We talked to three different groups at length, and we happened to like the Ready, Willing and Working group from Capitol Hill. [Ready, Willing and Working is a group that hires ex-offenders and homeless people to work cleaning and maintenance jobs for the Captiol Hill BID] We did a contract with them in August and put the crews on the street in an advance basis in September. There’s 15 of them and they have routes that cover all of the BID area. We’re just kind of getting our feet on the ground figuring out what areas need special attention.
We pay them well, about $15/hour. They all have full benefits, the same benefits I have. They’re good guys, they all have a story to tell. Some of them are ex-offenders, some of them are homeless or were homeless. It’s not easy to get hired for these jobs and I think these guys are great.
You also have plans to hire neighborhood ambassadors: what will that job entail and have you hired and ambassadors yet?
No we haven’t. That’s a different job, you see people like them downtown. These are people that on one hand they’re giving directions to people and functioning like a friendly presence in neighborhood. There’s a lot of training that goes with that. And on the other hand they’re also eyes and ears for disorder. There’s a particular kind of training for that. We would like to put a crew of five to six together and have them on the street by April 1st.
What are some of the signs of the BID’s presence that residents and visitors have noticed or will notice?
The simplest thing is that it’s cleaner. We’ve been up and down as practice, taking tons and tons of sand and dirt out of streets that looked to us like they hadn’t been cleaned in years. Initially, that’s what people will see first: there’s no loose trash, no twigs and branches, trash cans are empty, those kind of things.

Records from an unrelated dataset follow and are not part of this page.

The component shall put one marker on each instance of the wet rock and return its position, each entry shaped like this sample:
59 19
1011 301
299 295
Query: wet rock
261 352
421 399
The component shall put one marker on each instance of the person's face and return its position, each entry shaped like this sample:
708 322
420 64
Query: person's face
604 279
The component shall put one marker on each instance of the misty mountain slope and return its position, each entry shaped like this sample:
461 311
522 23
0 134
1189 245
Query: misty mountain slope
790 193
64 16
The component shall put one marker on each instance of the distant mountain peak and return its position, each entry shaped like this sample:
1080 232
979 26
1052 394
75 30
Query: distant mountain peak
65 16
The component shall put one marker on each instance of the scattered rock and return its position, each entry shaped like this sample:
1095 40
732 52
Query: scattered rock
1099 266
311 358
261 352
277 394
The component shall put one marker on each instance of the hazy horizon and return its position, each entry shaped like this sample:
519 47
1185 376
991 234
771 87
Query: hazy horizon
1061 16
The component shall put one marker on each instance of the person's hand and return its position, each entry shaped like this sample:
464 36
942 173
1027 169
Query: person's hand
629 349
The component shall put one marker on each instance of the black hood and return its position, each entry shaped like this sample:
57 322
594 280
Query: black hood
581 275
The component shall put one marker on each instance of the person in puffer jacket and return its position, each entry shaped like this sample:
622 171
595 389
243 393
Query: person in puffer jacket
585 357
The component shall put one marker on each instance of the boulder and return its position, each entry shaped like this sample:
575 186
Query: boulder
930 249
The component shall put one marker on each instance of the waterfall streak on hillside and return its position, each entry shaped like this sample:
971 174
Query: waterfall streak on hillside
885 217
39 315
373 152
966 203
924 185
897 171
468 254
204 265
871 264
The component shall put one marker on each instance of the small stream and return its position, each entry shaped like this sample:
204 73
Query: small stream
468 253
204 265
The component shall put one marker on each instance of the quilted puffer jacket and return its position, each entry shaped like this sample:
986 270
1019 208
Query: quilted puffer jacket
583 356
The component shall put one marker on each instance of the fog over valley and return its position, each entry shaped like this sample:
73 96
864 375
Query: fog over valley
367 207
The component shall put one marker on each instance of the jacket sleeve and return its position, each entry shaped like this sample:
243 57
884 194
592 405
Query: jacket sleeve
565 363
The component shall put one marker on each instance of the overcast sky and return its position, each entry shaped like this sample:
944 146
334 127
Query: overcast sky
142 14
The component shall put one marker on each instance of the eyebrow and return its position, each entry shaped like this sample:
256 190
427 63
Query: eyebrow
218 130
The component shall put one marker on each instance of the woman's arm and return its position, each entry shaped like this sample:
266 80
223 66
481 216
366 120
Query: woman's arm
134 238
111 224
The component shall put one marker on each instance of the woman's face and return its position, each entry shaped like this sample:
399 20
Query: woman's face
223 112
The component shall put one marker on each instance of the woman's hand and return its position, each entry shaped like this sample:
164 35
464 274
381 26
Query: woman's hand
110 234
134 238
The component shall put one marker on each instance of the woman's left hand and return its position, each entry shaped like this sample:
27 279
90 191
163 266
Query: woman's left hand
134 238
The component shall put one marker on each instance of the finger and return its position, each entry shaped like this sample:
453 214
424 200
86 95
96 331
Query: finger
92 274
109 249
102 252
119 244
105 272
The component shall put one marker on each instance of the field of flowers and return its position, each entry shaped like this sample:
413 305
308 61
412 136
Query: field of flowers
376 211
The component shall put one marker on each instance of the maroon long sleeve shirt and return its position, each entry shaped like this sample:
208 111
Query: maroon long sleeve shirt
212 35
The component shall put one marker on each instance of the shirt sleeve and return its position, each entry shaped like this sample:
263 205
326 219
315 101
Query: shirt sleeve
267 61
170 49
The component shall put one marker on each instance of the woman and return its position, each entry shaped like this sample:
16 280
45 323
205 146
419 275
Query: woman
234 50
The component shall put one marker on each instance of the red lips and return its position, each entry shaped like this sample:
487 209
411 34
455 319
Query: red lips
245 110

In the spring it’s different. In the spring there’s a more deliberate launch of ambassadors, the areas we talked about being programmed, and us taking on the maintenance and care of the duck pond. Those would be things that people would see most readily.
How has the BID been received by residents and other stakeholders so far?
I get the on-the-street response through the cleaning team. I think the cleaning teams are surprised that people have been walking up to them to say thank you and speak to them. I stay close to, as you might guess, government officials, including all the federal officials and the ANC here. I’m kind of in regular communication with the ANC and my sense is there’s a nice partnership there, things that are of interest to them are of interest to us. And I stay close to the neighborhood associations. The fortunate thing is the relationships are good, people actually like each other. That’s money in the bank early on like this.
Are you planning to hire additional staff and, if so, what kind of things will they focus on?
I think we have to think through transportation in a much bigger way. It’s possible that there’s a whole look at transportation in Southwest that will require us not to be staffed with just our person, but a real team of people working transportation. Everything from shuttle buses to water shuttles.
When it comes to the events side, there’s so much interest in public art, performance space, programming the spaces we just mentioned, it would be easy to see a team of people working on those as well.
At the risk of sounding completely nuts, I think there could be a really highly trained team of horticulturists as well. Our level of expectation can go way way up. I think that we have that fortunate period of time to dream a little and think how high can we raise those standards, how much fun can we really have over here. Let’s do the best we can do or the best anybody’s ever done.
This interview has been edited for clarity and length.